Fig. 124.—The Amble: Right Lateral Pressure.[72]
[72] The figures which, in the present study, reproduce the different paces, have been made from our articulated horse (see the note on [p. 282]).
And if we recollect the three phases of pressure (see [p. 289], and [Figs. 121], [122]), we shall comprehend, in looking at the diagrams, that, at the initial stage (A), the limbs are commencing their pressure, and are oblique downwards and forwards; that afterwards (B) the two limbs are vertical, since they are at the middle of the pressure stage; and that finally (C) they are oblique downwards and backwards, for it is then the termination of their pressure ([Fig. 124]).
During the time that the right limbs are pressing (notation, white bands) the left limbs are raised; afterwards these latter take up the pressure (gray bands), and then the right limbs are raised in their turn.
During the pace of ambling the weight of the body, which is wholly sustained by the limbs of one side only, is not in equilibrium, so that the limbs which are raised return by a brisk movement to the position of support in order to re-establish it.

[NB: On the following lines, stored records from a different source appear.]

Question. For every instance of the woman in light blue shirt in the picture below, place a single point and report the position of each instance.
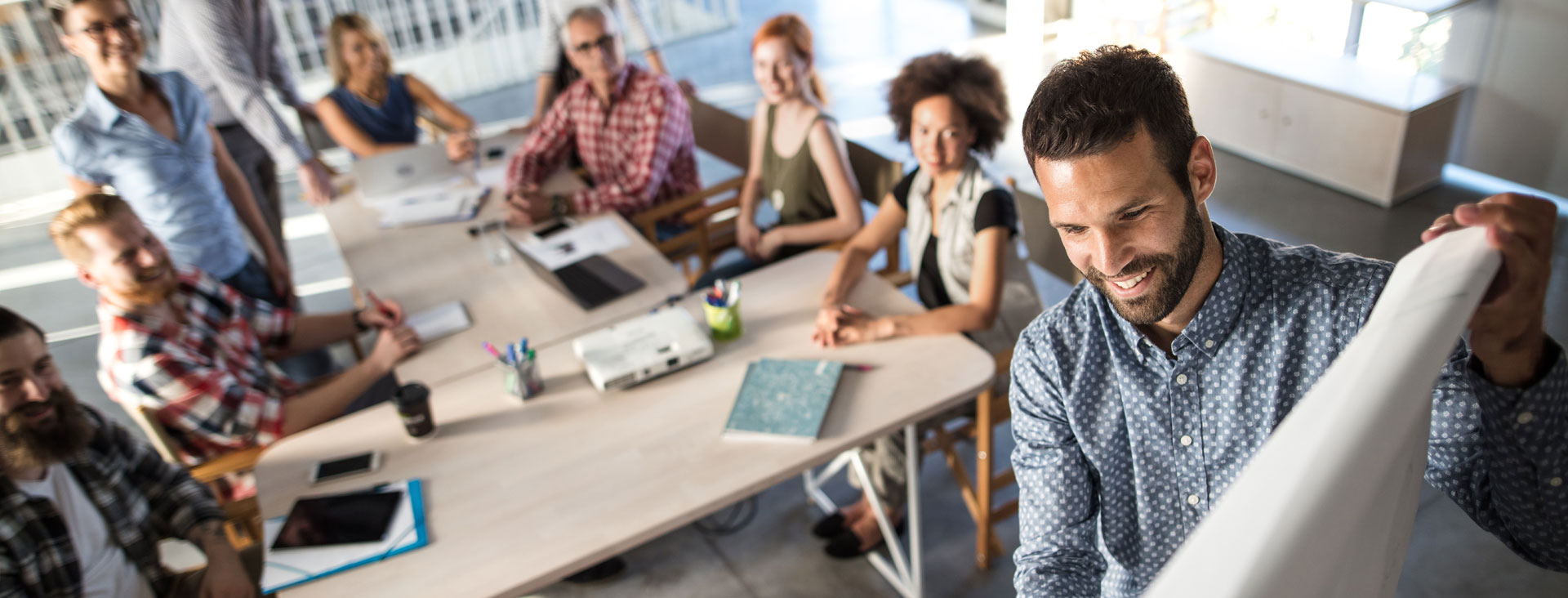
(149, 137)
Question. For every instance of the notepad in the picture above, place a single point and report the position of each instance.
(783, 400)
(439, 322)
(296, 565)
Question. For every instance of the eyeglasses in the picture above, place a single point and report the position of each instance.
(126, 27)
(604, 42)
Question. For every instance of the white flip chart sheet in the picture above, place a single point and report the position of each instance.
(1325, 507)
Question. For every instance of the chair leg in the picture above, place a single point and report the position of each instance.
(983, 534)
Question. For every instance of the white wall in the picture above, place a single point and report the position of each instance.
(1518, 118)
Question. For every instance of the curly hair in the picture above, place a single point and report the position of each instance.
(1094, 102)
(971, 82)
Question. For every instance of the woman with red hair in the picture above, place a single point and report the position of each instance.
(799, 160)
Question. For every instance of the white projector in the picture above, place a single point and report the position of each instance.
(642, 349)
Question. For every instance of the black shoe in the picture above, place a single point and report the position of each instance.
(847, 545)
(828, 526)
(599, 572)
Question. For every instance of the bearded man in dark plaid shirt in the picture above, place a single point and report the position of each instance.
(83, 502)
(196, 352)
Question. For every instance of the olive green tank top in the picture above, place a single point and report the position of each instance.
(794, 185)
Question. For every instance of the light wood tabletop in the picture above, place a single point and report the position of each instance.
(523, 495)
(427, 266)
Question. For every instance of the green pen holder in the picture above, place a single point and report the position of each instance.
(523, 380)
(724, 322)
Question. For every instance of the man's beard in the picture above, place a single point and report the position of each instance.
(149, 292)
(27, 444)
(1176, 272)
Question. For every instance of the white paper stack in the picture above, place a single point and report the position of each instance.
(1325, 507)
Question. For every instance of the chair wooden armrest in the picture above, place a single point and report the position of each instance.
(229, 463)
(703, 214)
(647, 220)
(898, 279)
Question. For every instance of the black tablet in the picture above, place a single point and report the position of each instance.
(339, 520)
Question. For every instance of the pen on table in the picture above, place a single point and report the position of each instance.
(492, 352)
(380, 306)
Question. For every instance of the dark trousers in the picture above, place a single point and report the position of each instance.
(189, 584)
(261, 172)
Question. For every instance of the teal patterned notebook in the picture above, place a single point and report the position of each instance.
(783, 399)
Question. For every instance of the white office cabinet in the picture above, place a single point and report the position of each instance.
(1374, 136)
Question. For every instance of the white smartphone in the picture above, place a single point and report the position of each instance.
(345, 466)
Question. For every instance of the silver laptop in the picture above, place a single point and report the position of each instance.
(397, 172)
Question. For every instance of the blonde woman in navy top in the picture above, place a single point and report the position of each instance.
(373, 110)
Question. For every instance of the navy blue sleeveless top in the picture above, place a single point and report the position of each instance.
(392, 121)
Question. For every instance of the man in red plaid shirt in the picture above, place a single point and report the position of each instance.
(630, 127)
(198, 352)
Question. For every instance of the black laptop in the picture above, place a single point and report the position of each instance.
(590, 281)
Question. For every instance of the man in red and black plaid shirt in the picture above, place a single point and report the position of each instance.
(630, 127)
(198, 352)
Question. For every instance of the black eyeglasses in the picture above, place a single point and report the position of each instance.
(126, 25)
(603, 42)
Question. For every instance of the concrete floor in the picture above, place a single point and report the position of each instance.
(862, 44)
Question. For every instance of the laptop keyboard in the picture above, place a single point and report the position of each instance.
(587, 286)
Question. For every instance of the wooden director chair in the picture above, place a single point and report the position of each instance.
(243, 517)
(991, 407)
(724, 136)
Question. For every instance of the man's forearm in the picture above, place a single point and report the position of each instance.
(328, 400)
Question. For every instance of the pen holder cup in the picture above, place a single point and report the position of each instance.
(523, 380)
(724, 322)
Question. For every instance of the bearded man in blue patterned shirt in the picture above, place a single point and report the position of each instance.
(1140, 398)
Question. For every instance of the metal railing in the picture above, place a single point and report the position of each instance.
(461, 47)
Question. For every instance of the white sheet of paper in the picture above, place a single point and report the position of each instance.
(593, 238)
(441, 320)
(1325, 507)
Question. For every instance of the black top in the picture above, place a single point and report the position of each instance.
(996, 209)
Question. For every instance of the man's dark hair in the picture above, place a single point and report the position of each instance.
(1090, 104)
(57, 10)
(971, 82)
(13, 324)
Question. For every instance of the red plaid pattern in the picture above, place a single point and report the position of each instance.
(206, 377)
(639, 151)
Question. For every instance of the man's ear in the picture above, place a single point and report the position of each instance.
(87, 279)
(1201, 172)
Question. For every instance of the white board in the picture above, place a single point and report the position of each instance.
(1325, 507)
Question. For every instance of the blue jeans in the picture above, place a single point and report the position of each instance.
(255, 283)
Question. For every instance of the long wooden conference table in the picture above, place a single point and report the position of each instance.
(524, 493)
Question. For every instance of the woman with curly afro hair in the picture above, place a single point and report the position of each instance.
(961, 226)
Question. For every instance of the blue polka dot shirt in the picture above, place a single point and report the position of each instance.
(1121, 449)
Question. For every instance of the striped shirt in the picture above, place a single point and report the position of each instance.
(141, 498)
(229, 47)
(207, 378)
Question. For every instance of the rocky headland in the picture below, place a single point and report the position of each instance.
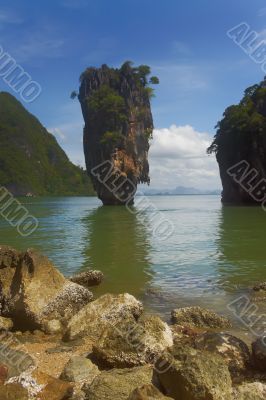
(116, 108)
(59, 343)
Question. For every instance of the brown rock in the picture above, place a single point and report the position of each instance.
(233, 350)
(13, 391)
(199, 317)
(118, 384)
(250, 391)
(79, 369)
(107, 311)
(147, 392)
(43, 387)
(259, 354)
(132, 343)
(6, 324)
(189, 374)
(3, 373)
(33, 291)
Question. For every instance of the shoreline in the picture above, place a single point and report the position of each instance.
(58, 342)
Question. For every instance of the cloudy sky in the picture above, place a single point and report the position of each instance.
(201, 69)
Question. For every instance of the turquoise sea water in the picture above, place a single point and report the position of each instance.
(213, 255)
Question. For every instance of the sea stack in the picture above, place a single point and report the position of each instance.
(240, 148)
(116, 108)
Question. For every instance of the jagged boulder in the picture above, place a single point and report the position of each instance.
(107, 311)
(234, 351)
(132, 343)
(194, 375)
(88, 278)
(13, 391)
(42, 386)
(199, 317)
(33, 291)
(118, 384)
(15, 361)
(6, 324)
(250, 391)
(260, 287)
(259, 354)
(79, 369)
(147, 392)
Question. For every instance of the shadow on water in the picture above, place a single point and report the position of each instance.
(242, 246)
(117, 243)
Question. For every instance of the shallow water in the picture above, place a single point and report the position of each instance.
(213, 255)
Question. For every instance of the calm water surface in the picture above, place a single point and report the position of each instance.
(214, 254)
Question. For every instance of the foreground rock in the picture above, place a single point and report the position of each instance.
(15, 361)
(132, 343)
(259, 354)
(79, 369)
(13, 391)
(42, 386)
(34, 292)
(6, 324)
(250, 391)
(189, 374)
(233, 350)
(88, 278)
(118, 384)
(107, 311)
(147, 392)
(199, 317)
(260, 287)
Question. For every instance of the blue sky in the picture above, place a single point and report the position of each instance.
(201, 70)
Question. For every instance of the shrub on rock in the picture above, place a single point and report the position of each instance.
(107, 311)
(199, 317)
(33, 291)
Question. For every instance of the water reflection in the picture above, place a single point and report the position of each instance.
(241, 245)
(117, 243)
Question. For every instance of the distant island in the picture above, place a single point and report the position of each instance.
(240, 148)
(116, 108)
(31, 161)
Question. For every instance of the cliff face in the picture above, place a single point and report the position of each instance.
(240, 148)
(118, 124)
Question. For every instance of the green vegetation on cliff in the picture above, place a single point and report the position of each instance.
(31, 160)
(242, 124)
(241, 138)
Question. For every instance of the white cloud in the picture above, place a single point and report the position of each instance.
(39, 46)
(181, 48)
(178, 158)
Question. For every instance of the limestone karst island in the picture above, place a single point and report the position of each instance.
(132, 200)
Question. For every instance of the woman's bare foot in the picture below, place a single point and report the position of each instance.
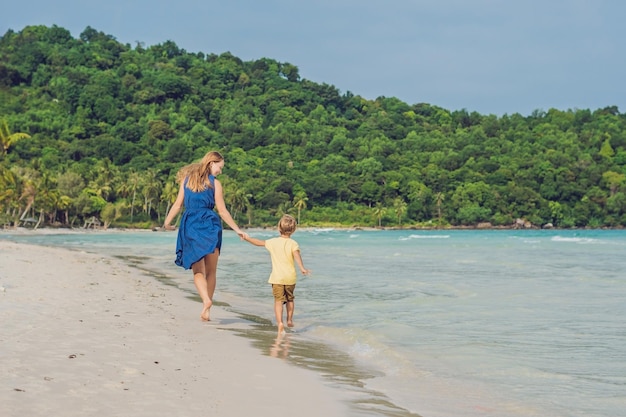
(205, 311)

The Trot.—We have just seen that, in order to represent the amble, the two marchers moved their right limbs simultaneously, and then their left ones.
Let us suppose now that the hinder man anticipated by half a pace the movement of the front one, then will be found realized the association and the nature of the displacements of the limbs during the pace of the trot.
By this anticipation of a half-step (we have defined, [p. 288], what is to be understood by the word step), it follows that when the marcher who is in front advances his right leg it is the left leg of the marcher who follows him that is carried in the same direction. We should thus conclude from this that the trot is characterized by a succession of displacements of the diagonal bipeds.